« En moins de cinq ans, la part des AOC Gaillac commercialisées par le négoce est passée de 25 à 10-12 %, car les professionnels n'ont pas souhaité alimenter les premiers prix, confie Bernard Petiot, directeur de la Maison des vins de Gaillac. A l'inverse, les volumes de vins de pays fournis aux négociants n'ont cessé d'augmenter ces cinq dernières années. »
La zone de Gaillac produit beaucoup de gamays, labellisés en vins de pays de côtes-du-tarn ou en vins de pays du comté Tolosan, dont la qualité est louée par tous les acteurs de la profession. Le prix de ces vins est aussi attractif pour les acheteurs : 55 à 57 €/hl en 2008-2009. Par conséquent, la grande distribution n'a pas tardé à investir le filon. Michel Carrère, directeur du négoce Claude Nicolas, affirme que « 70 à 80 % des sorties de vin de pays gamay ont pour débouché final une MDD (marque de distributeur) ».
« Nous rassurons les gros acheteurs »
Les caves de Labastide-de-Lévis (Tarn) et du groupement de producteurs Vinovalie (Rabastens et Técou, dans le Tarn) sont des partenaires privilégiés de la grande distribution et du négoce extérieur. Elles traitent directement avec eux. Pour Jacques Tranier, le directeur de Vinovalie, la création de cette union de producteurs, il y a trois ans, « a permis d'assembler des volumes conséquents pour assurer le service et la qualité attendus par nos interlocuteurs. C'est une réponse structurelle qui améliore la diffusion du vin et qui permet d'aller chercher le consommateur là où il se trouve. La vente aux gros opérateurs se développe, nous assurons leur sourcing et nous les rassurons en tant que partenaire. »
Deux négociants régionaux
A côté de ces coopératives, deux négociants régionaux assurent l'interface entre les caves particulières et les acheteurs de volumes importants : Claude Nicolas et CCSO. Alain Gayrel a créé CCSO il y a dix ans. « Nous travaillons sans contrat avec les producteurs. Chacun garde sa liberté, c'est le meilleur garant de la stabilité de nos relations, explique-t-il pour décrire son fonctionnement. Pourtant, mon activité perdure et la surface collectée augmente malgré les arrachages et la crise. On me propose plus de raisins que ma capacité d'accueil. »
De son côté, Claude Nicolas tient à s'approvisionner au-delà de la zone de Gaillac. « Nous atteignons le maximum de la capacité des MDD en vins de pays des côtes-du-tarn. Je préfère basculer les côtes-du-tarn dans la dénomination régionale comté Tolosan, qui est le seul VDP à offrir de beaux volumes et de bonnes possibilités d'assemblage. »

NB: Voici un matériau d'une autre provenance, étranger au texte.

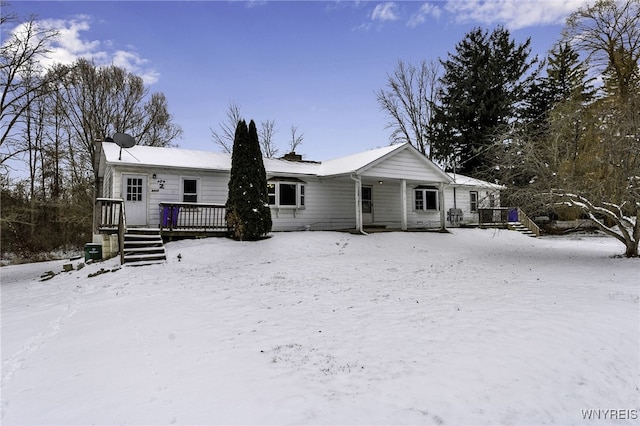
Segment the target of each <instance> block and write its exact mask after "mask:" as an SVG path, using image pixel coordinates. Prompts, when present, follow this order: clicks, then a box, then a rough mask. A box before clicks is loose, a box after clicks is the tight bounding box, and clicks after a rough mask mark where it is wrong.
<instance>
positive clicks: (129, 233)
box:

Pour proposer une alternative aux metteurs en marché qui cherchent des volumes conséquents, des producteurs indépendants se sont regroupés au sein de la Sica Alliance il y a deux ans. « En mettant en commun nos volumes, nous proposons une offre cohérente aux acheteurs, argumente Fabien Caussé, le président de cette Sica. De plus, nous orientons la production en organisant l'amont, ce que ne fait pas le négoce qui se place plutôt dans une logique de prix. Nous sommes en train de passer de vingt-quatre à trente-quatre producteurs dans la Sica. Cette année, nous avons vendu 18 000 hl, mais nous avons un potentiel de 80 000 hl. La prochaine étape sera de devenir propriétaire de notre outil de stockage. Il nous permet de préparer les vins pour les livrer prêts à la mise. Notre objectif : avoir un fonctionnement peu coûteux pour laisser le maximum de marge au vigneron et surtout lui donner de nouvelles perspectives. »
Sur le plan des relations avec les négociants, Jacques Tranier indique qu'elles « n'ont jamais été aussi bonnes, car leurs pratiques se sont assainies. Il y a des cahiers des charges, des exigences précises sur le moyen et le long terme. La tendance est plus rigoureuse, meilleure pour la qualité du produit et sans spéculation à l'achat. »
Cependant, la région ne constitue pas une zone d'approvisionnement obligatoire pour les grandes surfaces. A Gaillac, beaucoup d'opérateurs estiment que les rayons de ces dernières peuvent se passer d'AOC ou de gamay. Peut-être est-ce la raison pour laquelle les cours du VDP des côtes-du-tarn gamay sont descendus à 45 €/hl (prix moyen sur les dix-sept premières semaines de campagne 2009-2010), malgré la faible récolte 2009 et la diminution des stocks. « Le négoce n'a pas à se presser ici, car il sait qu'il trouvera toujours son volume », estime Bernard Petiot.